By Yoshi Kato, Special to the Mercury News
San Jose Mercury News, July 18, 2003
Leave it to provocative singer-songwriter Liz Phair to add a new twist to the self-titled album.
Eponymous albums usually mean a new act wants to announce its musical coming-out or a veteran artist needs to declare a return to form. But for Phair, it was a way to let the cover art explain the ambiguity she was feeling.
“In my twisted mind, my personal assessing of it, the album’s theme was the backslash — love/hate or sane/psycho,” she says. “And I kept on trying to come up with a title that reflects that.”
She used “Happy Tragic Thing” as a working title, but it didn’t get her point across. Finally, Phair’s art director suggested that she not worry about the album title and symbolize the backslash visually. The cover of the album features her seated on the floor with her arms loosely wrapped around a guitar, which slashes diagonally in front of her.
“Liz Phair” is her first new recording in five years. She road-tested the new material on a spring tour with the Flaming Lips.

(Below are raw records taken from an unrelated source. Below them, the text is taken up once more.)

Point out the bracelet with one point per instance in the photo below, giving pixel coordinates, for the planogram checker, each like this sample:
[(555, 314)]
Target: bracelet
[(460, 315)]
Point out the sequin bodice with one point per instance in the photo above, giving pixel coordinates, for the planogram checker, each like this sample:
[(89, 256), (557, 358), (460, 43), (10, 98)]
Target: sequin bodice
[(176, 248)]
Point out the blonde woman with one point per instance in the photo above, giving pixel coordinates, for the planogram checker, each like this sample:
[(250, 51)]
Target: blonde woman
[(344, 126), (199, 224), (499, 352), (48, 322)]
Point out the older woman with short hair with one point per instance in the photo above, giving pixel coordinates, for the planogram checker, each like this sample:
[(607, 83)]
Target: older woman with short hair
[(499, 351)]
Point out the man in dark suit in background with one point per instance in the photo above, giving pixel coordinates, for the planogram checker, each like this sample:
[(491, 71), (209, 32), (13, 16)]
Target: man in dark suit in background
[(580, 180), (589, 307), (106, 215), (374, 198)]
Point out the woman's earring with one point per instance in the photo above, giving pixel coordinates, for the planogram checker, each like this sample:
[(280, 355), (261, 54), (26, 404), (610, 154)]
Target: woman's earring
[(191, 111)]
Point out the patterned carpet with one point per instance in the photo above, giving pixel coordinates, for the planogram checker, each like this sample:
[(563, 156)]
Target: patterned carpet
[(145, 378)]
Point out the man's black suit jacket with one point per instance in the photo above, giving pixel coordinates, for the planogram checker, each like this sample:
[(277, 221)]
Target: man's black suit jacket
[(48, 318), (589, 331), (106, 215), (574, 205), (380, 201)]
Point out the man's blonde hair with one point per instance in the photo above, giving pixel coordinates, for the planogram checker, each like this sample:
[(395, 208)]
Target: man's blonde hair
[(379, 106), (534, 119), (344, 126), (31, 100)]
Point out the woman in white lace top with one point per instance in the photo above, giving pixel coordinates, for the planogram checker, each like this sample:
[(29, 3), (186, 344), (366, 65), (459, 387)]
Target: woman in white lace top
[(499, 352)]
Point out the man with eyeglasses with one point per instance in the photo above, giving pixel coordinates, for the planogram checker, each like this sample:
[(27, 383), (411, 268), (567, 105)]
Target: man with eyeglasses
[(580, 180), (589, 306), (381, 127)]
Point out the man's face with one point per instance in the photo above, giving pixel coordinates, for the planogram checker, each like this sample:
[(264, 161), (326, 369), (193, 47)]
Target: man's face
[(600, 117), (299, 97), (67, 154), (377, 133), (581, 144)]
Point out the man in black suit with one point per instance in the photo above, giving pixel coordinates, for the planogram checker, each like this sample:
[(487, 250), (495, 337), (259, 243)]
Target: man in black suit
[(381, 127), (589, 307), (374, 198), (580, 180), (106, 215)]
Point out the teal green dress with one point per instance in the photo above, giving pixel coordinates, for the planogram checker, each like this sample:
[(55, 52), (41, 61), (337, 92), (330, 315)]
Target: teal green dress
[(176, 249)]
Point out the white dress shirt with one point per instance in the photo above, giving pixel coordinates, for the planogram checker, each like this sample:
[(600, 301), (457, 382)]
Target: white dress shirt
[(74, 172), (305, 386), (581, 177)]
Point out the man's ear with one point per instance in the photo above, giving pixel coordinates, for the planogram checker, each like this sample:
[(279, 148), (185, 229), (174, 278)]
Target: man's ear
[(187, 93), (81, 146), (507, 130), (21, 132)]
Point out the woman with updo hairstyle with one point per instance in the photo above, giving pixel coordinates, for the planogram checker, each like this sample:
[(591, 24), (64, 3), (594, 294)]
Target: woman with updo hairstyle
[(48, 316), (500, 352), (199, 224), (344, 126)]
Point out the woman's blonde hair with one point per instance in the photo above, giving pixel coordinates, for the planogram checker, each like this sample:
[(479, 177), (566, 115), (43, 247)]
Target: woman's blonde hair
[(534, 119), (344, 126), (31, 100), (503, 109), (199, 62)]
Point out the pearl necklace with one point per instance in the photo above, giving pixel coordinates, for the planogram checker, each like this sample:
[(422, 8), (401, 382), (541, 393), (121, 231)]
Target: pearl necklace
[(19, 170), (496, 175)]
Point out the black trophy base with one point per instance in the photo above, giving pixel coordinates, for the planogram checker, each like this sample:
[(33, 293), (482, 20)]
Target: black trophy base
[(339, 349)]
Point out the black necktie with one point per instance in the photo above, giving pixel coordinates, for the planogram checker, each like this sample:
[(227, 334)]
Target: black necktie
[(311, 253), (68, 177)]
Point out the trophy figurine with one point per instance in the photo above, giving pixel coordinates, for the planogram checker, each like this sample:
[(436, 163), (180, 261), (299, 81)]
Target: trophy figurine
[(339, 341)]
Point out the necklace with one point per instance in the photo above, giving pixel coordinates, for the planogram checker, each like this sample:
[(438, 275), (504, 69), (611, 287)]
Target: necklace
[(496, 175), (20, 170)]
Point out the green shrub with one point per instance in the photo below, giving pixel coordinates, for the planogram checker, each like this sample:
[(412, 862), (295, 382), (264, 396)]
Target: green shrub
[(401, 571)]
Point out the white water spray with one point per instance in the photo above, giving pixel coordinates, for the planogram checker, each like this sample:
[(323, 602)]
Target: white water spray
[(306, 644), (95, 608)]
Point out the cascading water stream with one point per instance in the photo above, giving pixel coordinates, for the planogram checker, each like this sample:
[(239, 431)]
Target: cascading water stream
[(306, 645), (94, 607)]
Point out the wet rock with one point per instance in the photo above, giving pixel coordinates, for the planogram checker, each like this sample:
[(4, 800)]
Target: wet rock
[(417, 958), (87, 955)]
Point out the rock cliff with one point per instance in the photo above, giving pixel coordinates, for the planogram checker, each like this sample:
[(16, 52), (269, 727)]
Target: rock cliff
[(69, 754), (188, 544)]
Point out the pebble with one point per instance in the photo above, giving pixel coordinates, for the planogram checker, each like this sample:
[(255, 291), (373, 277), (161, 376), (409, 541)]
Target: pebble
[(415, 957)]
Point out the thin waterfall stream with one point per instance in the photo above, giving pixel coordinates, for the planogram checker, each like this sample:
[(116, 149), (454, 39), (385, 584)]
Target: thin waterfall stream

She returns to San Francisco on Monday to headline the Fillmore in San Francisco.
“The way I’ve come to walk through life is to know where I am based on my proximity in between two extremes,” the 36-year-old singer says by phone from Chicago. “And that’s reflected in my songs.”
Phair’s latest extremes are the distance between past accomplishments — indie stardom — and future ambition — mainstream success and exposure to a wider audience.
Her debut album, 1993’s “Exile in Guyville”, made her an indie queen. “Guyville” featured a do-it-yourself sound, catchy melodies and R-rated lyrics. It was the calling card of a mid-20ish voice with an upper-middle-class background who was exploring her own creativity and making her way through Chicago’s independent music scene.
“You really are going to be a product of your time and your place and your upbringing,” she says. “You can’t escape it.”
She followed up a year later with “Whip Smart”, which sounded more produced but retained an overall gritty feel. Her third, 1998’s “whitechocolatespaceegg”, had a more developed sound with lyrics emanating from a place between a pile of spiral-bound notebook journals and Randy Newman’s living room.
The advance word of her fourth album set the indie rock world and the music press abuzz. Now divorced and raising a soon-to-be first-grader in Southern California, Phair had gone from the independent Matador label to major Capitol Records. She also had enlisted help from the Matrix, the writing and production team behind Avril Lavigne’s smash hit “Complicated”.
It sounded like Phair was leaving the world of ‘zines and limited-pressing seven-inch singles for the land of TRL guest appearances and reality television. Some critics gave the album just passing grades, and some supporters felt betrayed before hearing it, based simply on the slick production team and major label.
“I don’t mind if people don’t like the record, because I sort of have my own plan,” she says. “I tried to describe it to someone once: ‘There’s this mountain I see, and I want to climb this mountain. We encountered a blizzard here at Base Camp 1, but that doesn’t mean I’m not going to keep climbing the mountain.'”
“My vision is a lot longer than that.”
Listening to Phair’s latest is the musical equivalent to watching a cable channel that starts the day with children’s programming and ends with steamy content early the next morning.
“Why Can’t I?” one of four Matrix-assisted tracks, is harmless, indistinguishable pop with lyrics that don’t live up to her previous cleverness. “Red Light Fever”, one of five numbers produced by Michael Penn, features a singalong chorus and a fat posse of flowing guitars. A touching tale of a child dealing with his mother’s new boyfriend, “Little Digger”, is the most personal song on the album while “H.W.C.” finds her returning to the topical saltiness of her first two albums.
When played live, the Matrix collaborations sound less radio-ready and more just out of the bedroom, she says. That, in turn, helps to tie her collective songbook together: “It really meshes together well. You’d be surprised.”